How do you count the number of trainable parameters in a convolutional layer?
Each filter has k*k*C_in weights plus one bias, and a layer with C_out filters therefore has (k*k*C_in + 1)*C_out parameters. This count is independent of the input's spatial dimensions H and W, which is what makes CNNs so parameter-efficient.
How to think about it
Interviewers give a concrete layer spec and ask you to compute on the spot. Know the formula cold and practise a few examples.
The formula
A conv layer is defined by kernel size k, input channels C_in, and output channels C_out:
params = (k * k * C_in + 1) * C_out
The +1 is the per-filter bias. If bias=False (common when followed by BatchNorm), drop it:
params = k * k * C_in * C_out
Spatial dimensions H and W do not appear — the same kernel tiles across the whole map.
Worked examples
Example 1 — typical first conv layer
Input 224 x 224 x 3, kernel 7 x 7, 64 filters, bias=True:
(7 * 7 * 3 + 1) * 64 = (147 + 1) * 64 = 9,472
Example 2 — deeper layer
Input 28 x 28 x 128, kernel 3 x 3, 256 filters, bias=False:
3 * 3 * 128 * 256 = 294,912
Example 3 — 1×1 convolution
Input 14 x 14 x 512, kernel 1 x 1, 128 filters, bias=False:
1 * 1 * 512 * 128 = 65,536
Contrast with a dense layer
A fully-connected layer mapping 512 units to 256 units needs 512 * 256 + 256 = 131,328 parameters, and the count scales with both input and output size.
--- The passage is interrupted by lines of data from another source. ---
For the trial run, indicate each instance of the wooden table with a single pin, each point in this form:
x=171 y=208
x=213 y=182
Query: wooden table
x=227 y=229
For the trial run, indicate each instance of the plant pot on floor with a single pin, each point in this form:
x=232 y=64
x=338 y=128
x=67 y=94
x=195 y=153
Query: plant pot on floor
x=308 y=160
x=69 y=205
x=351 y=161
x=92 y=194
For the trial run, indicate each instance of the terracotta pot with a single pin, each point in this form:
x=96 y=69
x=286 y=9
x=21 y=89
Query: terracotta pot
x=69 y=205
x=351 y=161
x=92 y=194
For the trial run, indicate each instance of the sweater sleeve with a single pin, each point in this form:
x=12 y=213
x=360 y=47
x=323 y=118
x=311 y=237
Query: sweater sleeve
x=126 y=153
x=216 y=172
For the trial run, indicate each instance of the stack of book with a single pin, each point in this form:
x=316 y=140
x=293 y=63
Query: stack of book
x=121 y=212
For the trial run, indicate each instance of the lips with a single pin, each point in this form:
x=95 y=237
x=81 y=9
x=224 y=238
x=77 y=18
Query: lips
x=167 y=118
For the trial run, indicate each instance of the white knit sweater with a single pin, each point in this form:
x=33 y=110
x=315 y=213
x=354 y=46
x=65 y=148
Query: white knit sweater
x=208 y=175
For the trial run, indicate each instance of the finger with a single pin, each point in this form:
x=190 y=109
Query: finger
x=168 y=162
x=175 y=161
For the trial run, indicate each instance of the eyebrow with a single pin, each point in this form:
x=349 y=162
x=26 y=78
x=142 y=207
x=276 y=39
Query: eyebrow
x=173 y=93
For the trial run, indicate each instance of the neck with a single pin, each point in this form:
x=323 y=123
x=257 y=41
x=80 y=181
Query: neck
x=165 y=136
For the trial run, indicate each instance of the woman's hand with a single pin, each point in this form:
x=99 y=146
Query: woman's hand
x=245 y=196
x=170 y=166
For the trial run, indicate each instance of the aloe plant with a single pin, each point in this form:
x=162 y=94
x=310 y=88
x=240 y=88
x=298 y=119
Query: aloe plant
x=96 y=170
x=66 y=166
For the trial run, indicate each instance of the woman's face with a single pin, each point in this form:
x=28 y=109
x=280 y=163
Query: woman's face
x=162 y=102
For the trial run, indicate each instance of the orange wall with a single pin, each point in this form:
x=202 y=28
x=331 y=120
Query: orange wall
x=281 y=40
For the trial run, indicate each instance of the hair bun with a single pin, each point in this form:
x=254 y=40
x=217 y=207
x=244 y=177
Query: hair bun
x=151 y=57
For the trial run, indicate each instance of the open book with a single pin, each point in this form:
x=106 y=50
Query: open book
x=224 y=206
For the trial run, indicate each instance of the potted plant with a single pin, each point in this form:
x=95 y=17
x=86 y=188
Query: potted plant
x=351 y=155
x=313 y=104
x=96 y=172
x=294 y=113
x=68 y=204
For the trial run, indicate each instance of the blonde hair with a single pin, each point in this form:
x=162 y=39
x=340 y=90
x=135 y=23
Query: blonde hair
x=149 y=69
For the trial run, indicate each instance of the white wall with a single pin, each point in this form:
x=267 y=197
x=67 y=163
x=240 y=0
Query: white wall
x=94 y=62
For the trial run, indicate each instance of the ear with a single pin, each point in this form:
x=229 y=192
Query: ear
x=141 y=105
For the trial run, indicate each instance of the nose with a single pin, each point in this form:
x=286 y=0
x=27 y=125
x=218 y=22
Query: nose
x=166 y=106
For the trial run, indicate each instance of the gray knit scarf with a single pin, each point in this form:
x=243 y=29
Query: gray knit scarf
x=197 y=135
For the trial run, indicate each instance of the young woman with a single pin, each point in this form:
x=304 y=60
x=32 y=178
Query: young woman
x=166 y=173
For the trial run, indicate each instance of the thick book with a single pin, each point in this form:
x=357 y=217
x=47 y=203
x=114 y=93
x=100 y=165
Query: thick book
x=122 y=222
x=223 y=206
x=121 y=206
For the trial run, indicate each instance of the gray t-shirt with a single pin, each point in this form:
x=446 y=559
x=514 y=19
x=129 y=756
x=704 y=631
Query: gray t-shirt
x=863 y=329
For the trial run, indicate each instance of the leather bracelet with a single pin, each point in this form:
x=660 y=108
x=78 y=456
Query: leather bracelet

A conv layer’s count scales only with kernel area and channel counts — not spatial resolution.
BatchNorm parameters
If a BatchNorm layer follows the conv, it adds 2 * C_out learnable parameters (scale γ and shift β, one pair per channel) plus two non-learned running statistics (mean and variance) that are not updated by backprop.